A 68-year-old previously fit woman was admitted with left lower abdominal pain and signs of cardiovascular shock. She had had a 2 day history of crampy left lower abdominal pain and altered bowel habit. Clinically she had a diagnosis of bowel perforation with generalised peritonitis. She was exhibiting signs of shock with a pronounced tachycardia and a reduced systolic blood pressure.
She was started on fluid resuscitation and intravenous antibiotics. After her cardiovascular system stabilised she was taken to the operating theatre where she had a laparotomy. A sigmoid perforation was found with four quadrant faecal contamination. A Hartmann’s procedure was performed. A laparostomy was decided upon at the first instance, and was covered with a VAC dressing.
She was transferred to the intensive care unit (ICU) still intubated and ventilated.
Her condition rapidly worsened on the ICU. She required vasopressor support intra-operatively and her requirements rapidly escalated.
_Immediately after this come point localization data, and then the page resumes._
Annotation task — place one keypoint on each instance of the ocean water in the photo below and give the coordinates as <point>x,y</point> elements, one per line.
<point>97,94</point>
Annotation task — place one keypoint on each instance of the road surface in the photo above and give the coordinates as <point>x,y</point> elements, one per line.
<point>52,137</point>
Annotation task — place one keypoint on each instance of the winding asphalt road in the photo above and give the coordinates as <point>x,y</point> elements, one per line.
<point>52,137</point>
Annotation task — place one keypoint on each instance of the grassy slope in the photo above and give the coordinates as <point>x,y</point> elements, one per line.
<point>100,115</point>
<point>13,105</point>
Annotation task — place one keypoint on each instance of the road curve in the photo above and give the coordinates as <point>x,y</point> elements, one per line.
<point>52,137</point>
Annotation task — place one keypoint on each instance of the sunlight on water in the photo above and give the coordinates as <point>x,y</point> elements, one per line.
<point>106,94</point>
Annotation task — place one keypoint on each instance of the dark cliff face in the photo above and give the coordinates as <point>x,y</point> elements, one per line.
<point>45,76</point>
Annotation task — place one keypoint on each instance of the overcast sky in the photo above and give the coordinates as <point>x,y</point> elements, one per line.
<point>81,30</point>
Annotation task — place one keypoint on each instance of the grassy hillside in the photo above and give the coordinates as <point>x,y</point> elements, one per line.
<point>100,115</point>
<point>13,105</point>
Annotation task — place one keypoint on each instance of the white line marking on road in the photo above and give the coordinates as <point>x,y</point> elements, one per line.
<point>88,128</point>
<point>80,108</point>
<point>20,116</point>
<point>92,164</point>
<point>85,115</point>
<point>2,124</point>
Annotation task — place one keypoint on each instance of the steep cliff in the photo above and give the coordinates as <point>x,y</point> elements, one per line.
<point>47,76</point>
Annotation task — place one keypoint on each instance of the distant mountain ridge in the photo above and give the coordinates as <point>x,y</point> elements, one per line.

She seemed to stabilse over the next 36 hours. Her condition then worsened and she was taken back to theatre for a washout of her peritoneal cavity. A number of collections were found and further soiling of her abdomen was evident. Her condition remained the same for the next 12 hours but then started to show an improvement again. She continued to make a good response to treatment over the next 3-4 days. She had another washout at 4 days. She was extubated on day 5 and invasive monitoring and cardiovascular support was no longer needed.